A second bill in the House last year proposed similar protections for an estimated one million farmworkers living illegally in the United States.
Both plans — the one for “dreamers” and TPS and the one for farmworkers — were never voted on in the Senate, due to Republican opposition.
Similar efforts have occurred several times in the last few decades, but they always fail in Congress because immigration is such a divisive issue. The last immigration reform occurred in 1986 and helped approximately 2.5 million immigrants to gain permanent residence.
“Build Back Better”
In September, Democrats included protections for unauthorized immigrants in a giant social spending bill dubbed “Build Back Better” and valued at $1.75 trillion.
The legislative package was approved by the Lower House but is stalled in the Senate.
The Democrats propose in it to offer the possibility that some 6.5 million immigrants who have resided in the country without authorization since 2010 can apply for temporary work permits.
The Democratic Party wants to use special rules in the Senate that would allow them to vote on the legislative package by a simple majority, rather than trying to get the required 60 votes.
However, Senate MP Elizabeth MacDonough has said, on three separate occasions, that the immigration reform elements contained in the package should be taken out of it. MacDonough says Democrats would violate Senate rules by using the legislative package to help immigrants.
And now that?
Pro-immigration reform groups are calling on Democrats in Congress to ignore the congresswoman, since she only recommends, and vote for “Build Back Better” using a simple majority system in the Senate.
Marielena Hincapié, the director of the National Immigration Law Center, believes that if the Democrats do not fulfill their promises to achieve immigration reform, they will lose many voters in the legislative elections this year.
“We have not seen President Biden or Vice President (Kamala) Harris use their political capital and their knowledge of how the Senate works to deliver on the promise they made in their campaign,” Hincapié said. “On issues of (immigration) legislation, we have not made any progress. This has been the area where the administration has fallen short.”

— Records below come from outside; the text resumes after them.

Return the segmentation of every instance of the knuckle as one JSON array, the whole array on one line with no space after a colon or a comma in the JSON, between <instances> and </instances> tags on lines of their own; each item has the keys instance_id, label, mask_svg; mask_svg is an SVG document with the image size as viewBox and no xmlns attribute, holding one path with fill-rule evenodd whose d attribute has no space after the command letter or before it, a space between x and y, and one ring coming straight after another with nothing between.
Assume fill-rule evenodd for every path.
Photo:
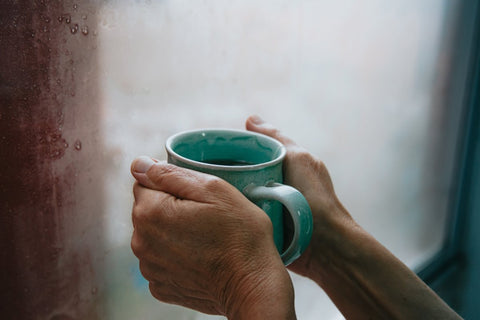
<instances>
[{"instance_id":1,"label":"knuckle","mask_svg":"<svg viewBox=\"0 0 480 320\"><path fill-rule=\"evenodd\" d=\"M227 186L228 183L225 180L215 176L209 177L205 182L205 189L209 192L218 192L219 190L225 189Z\"/></svg>"}]
</instances>

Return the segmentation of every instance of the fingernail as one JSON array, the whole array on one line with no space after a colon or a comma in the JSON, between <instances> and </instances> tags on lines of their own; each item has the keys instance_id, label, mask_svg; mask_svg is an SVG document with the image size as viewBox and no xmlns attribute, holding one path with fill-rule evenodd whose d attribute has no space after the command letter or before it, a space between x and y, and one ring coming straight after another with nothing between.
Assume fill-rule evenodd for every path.
<instances>
[{"instance_id":1,"label":"fingernail","mask_svg":"<svg viewBox=\"0 0 480 320\"><path fill-rule=\"evenodd\" d=\"M151 166L155 164L152 158L147 156L141 156L135 159L133 162L132 171L136 173L146 173Z\"/></svg>"},{"instance_id":2,"label":"fingernail","mask_svg":"<svg viewBox=\"0 0 480 320\"><path fill-rule=\"evenodd\" d=\"M254 124L263 124L265 123L265 121L263 121L262 118L260 118L260 116L257 116L257 115L253 115L250 117L250 120L254 123Z\"/></svg>"}]
</instances>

Alejandro Mayorkas, secretary of the US Department of Homeland Security, said this week that immigration reform remains a priority for Biden.
“He has continued in the fight for that legislative reform and continues in it,” Mayorkas said during a White House conference with Hispanic media. “We remain hopeful and continue to fight for the legislative action this country needs to finally fix a broken (immigration law) system.”